Second, problems in the structure of corporations. Most specifically, he cites newly formed investment entities of the era (such as holding companies and investment trusts) as contributing to a deflationary spiral, due in no small part to their high reliance on leverage.

Dividends paid the interest on the bonds in the holding companies, and when these were interrupted, the structure collapsed. “It would be hard to imagine a corporate system better designed to continue and accentuate a deflationary cycle.”

Also, “The fact was that American enterprise in the twenties had opened its hospitable arms to an exceptional number of promoters, grafters, swindlers, impostors, and frauds. This, in the long history of such activities, was a kind of flood tide of corporate larceny.”[16]

(Does this sound a lot like today, readers?)

Third, the bad banking structure. The weakness was manifest in the large number of units working independently. As one failed, pressure was applied to another, leading to a domino effect accelerated by increasing unemployment and lower incomes.[17]

Fourth, foreign trade imbalances. During World War I, the US became a creditor nation, exporting more than it imported. High tariffs on imports contributed to this imbalance. Subsequent defaults by foreign governments led to a decline in exports, which was especially hard on farmers.

And finally, “the poor state of economic intelligence.” Galbraith says that the “economists and those who offered economic counsel in the late twenties and early thirties were almost uniquely perverse” and that “the burden of reputable economic advice was invariably on the side of measures that would make things worse.[18]

Prospects for recurrence

Galbraith was of the opinion that the Great Crash had burned itself so deeply into the national consciousness that America had been spared another bubble up to the present time (1954).;[19] however he thought the chances of another speculative orgy which characterized the 1929 crash as rather good as he felt the American people remained susceptible to the conviction that unlimited rewards were to be had and that they individually were meant to share in it. He considered the sense of responsibility in the financial community for the wider community as a whole as not being small but “nearly nil”.[20] Even though government powers were available to prevent a recurrence of a bubble their use was not attractive or politically expedient since an election is in the offing even on the day after an election.[21]

Now, departing from the Wikipedia synopsis of the Galbraith The Great Crash, technically the corporations have recovered by raising prices, firing staff and increased their profits and stock prices. But with less income and the catastrophic cold hearts of congress going along with budget cuts people cannot afford to buy houses, move forward with their lives, get jobs. Banks have not lowered their mortgage rates substantially to inject movement in real estate. Incomes of States, counties and cities have been cut by national spending cuts.
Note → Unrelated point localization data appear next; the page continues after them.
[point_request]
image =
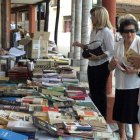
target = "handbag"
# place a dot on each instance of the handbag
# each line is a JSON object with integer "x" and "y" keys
{"x": 87, "y": 52}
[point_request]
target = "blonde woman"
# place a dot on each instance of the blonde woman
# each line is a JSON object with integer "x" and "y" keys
{"x": 98, "y": 73}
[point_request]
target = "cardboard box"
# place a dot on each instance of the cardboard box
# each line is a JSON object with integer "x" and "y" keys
{"x": 37, "y": 46}
{"x": 44, "y": 38}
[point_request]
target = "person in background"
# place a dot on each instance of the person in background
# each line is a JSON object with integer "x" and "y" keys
{"x": 127, "y": 81}
{"x": 118, "y": 37}
{"x": 135, "y": 61}
{"x": 97, "y": 71}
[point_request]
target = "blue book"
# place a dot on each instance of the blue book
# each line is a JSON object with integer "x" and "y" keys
{"x": 9, "y": 135}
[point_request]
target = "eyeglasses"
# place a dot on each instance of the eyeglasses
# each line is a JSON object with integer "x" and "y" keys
{"x": 127, "y": 31}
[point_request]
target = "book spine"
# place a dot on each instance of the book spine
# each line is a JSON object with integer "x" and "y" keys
{"x": 8, "y": 102}
{"x": 15, "y": 108}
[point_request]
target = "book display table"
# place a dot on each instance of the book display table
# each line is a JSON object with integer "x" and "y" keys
{"x": 51, "y": 107}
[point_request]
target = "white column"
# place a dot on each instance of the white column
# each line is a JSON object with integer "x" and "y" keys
{"x": 78, "y": 18}
{"x": 72, "y": 28}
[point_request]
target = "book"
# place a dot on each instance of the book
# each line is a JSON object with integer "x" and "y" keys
{"x": 9, "y": 135}
{"x": 24, "y": 126}
{"x": 44, "y": 125}
{"x": 77, "y": 126}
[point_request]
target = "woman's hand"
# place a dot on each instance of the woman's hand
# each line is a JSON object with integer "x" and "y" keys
{"x": 93, "y": 57}
{"x": 77, "y": 44}
{"x": 130, "y": 70}
{"x": 113, "y": 63}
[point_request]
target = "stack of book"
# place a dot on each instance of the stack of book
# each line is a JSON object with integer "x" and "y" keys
{"x": 76, "y": 94}
{"x": 79, "y": 129}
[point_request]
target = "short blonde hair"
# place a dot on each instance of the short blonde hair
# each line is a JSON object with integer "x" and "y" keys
{"x": 102, "y": 17}
{"x": 127, "y": 16}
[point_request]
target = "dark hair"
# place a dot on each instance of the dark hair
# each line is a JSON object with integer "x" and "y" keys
{"x": 127, "y": 22}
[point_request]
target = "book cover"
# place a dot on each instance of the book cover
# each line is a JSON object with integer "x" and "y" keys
{"x": 20, "y": 125}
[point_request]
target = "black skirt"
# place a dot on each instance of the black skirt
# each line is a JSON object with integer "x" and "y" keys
{"x": 125, "y": 106}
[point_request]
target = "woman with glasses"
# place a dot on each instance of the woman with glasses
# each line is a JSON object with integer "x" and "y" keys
{"x": 127, "y": 80}
{"x": 98, "y": 73}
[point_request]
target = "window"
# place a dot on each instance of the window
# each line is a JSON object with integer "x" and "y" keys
{"x": 67, "y": 24}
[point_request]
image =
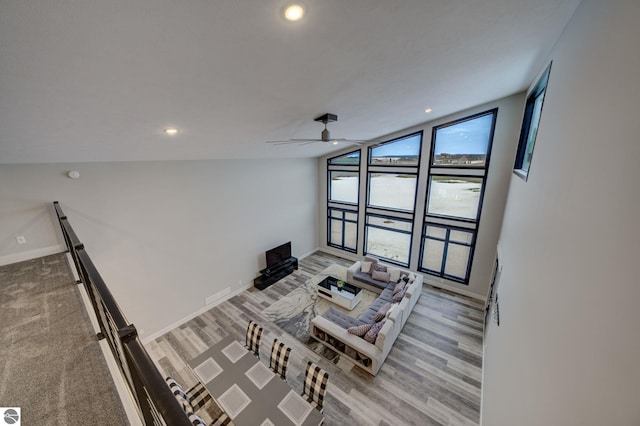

Meanwhile the market keeps on soaring, the stock market that is.

So cutting interest rates on the very day of October 29, seems to be the height of folly.

It took enormous efforts of charity of government under Franklin Delano Roosevelt’s New Deal to help Americans out of the Depression which was not really ended until World War II came along.

Now there is no  help, no pity, no sense of responsibility in the cold hearts of Congress and our leadership.

There is no help.

Help what’s that?

The irony of the rate cut on October 29 makes me shake my head in shame.

You too can be an economist, a leader, a Congressperson or a Senator.

You and I Mr. Mrs. and Ms. America have to pull ourselves up by our own bootstraps.

There is no Teddy Roosevelt or Franklin Roosevelt, or Barack Obama now to save us.